In a bid to curb tax evasion, the Indian Union Council of Ministers last Wednesday approved amendments to the existing Double Tax Avoidance Agreement (DTAA) with Sri Lanka.
The agreement was inked between India and Sri Lanka in January 2013 and entered into force in October the same year.
Addressing a press briefing, Union Minister Prakash Javadekar said the Cabinet approved the signing and ratification of the protocol amending the agreement in order to avoid double taxation and to prevent fiscal evasion with respect to taxes on income.
“Updating of preamble text and inclusion of Principal Purpose Test (PPT) – a general anti-abuse provision in DTAA – will result in curbing tax planning strategies which exploit gaps and mismatches in tax rules,” an official release said.
India and Sri Lanka are members of the inclusive framework and as such are required to implement minimum standards under G-20 OECD BEPS Action Reports in respect to their DTAAs.

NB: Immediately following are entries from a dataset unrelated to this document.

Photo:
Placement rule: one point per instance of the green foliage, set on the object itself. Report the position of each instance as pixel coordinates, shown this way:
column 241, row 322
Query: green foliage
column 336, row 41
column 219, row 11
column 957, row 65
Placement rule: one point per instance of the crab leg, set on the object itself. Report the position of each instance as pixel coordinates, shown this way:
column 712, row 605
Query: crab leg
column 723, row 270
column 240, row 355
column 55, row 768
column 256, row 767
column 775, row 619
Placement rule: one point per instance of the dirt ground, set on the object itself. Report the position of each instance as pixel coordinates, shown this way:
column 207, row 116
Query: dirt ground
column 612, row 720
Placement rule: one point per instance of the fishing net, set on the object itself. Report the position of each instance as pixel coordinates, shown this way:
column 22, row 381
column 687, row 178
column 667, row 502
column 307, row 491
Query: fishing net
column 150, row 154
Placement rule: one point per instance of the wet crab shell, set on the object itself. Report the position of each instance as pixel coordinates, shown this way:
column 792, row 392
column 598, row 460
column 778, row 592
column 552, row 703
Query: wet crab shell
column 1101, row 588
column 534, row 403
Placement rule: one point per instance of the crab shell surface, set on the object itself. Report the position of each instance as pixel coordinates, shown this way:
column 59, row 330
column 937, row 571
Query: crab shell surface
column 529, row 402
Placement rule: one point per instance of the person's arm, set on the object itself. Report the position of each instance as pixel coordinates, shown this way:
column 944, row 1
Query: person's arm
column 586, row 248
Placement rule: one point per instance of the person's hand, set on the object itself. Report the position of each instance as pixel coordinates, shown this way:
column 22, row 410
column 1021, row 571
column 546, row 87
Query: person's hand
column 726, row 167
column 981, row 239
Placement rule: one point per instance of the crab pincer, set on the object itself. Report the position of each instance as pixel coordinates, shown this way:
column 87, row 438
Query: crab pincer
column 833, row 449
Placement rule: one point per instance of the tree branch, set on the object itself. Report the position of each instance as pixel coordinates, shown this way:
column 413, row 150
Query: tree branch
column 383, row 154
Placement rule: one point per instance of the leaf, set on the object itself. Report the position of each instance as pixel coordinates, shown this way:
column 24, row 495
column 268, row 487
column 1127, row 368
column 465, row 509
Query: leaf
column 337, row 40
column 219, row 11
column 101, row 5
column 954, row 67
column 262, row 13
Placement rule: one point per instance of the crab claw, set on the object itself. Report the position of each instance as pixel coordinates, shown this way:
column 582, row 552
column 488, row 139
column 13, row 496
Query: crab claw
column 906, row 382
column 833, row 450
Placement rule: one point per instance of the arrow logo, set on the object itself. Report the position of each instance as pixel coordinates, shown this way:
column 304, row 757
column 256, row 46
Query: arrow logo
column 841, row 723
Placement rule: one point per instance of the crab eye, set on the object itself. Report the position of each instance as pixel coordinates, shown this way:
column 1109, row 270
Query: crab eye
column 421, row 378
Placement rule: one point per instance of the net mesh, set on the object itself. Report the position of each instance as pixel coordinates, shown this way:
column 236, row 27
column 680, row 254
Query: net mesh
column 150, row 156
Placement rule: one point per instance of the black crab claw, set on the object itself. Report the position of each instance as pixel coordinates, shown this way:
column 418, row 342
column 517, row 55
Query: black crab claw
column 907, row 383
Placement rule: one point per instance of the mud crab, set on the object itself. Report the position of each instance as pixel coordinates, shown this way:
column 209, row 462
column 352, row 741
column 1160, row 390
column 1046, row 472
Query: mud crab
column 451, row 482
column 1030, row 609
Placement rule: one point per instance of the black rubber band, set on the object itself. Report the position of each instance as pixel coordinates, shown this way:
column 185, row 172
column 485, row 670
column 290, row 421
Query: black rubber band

Minimum standards under BEPS Action-6 can be met through the Multilateral Convention to Implement Tax Treaty Related Measures to Prevent Base Erosion and Profit Shifting (MLI) or through bilateral agreement.
Although India is a signatory to MLI, Sri Lanka is not. Therefore, amendments to the India-Sri Lanka DTAA are required to be updated in the preamble and incorporated in PPT provisions to meet the minimum standards on treaty abuse under Base Erosion and Profit Shifting (BEPS).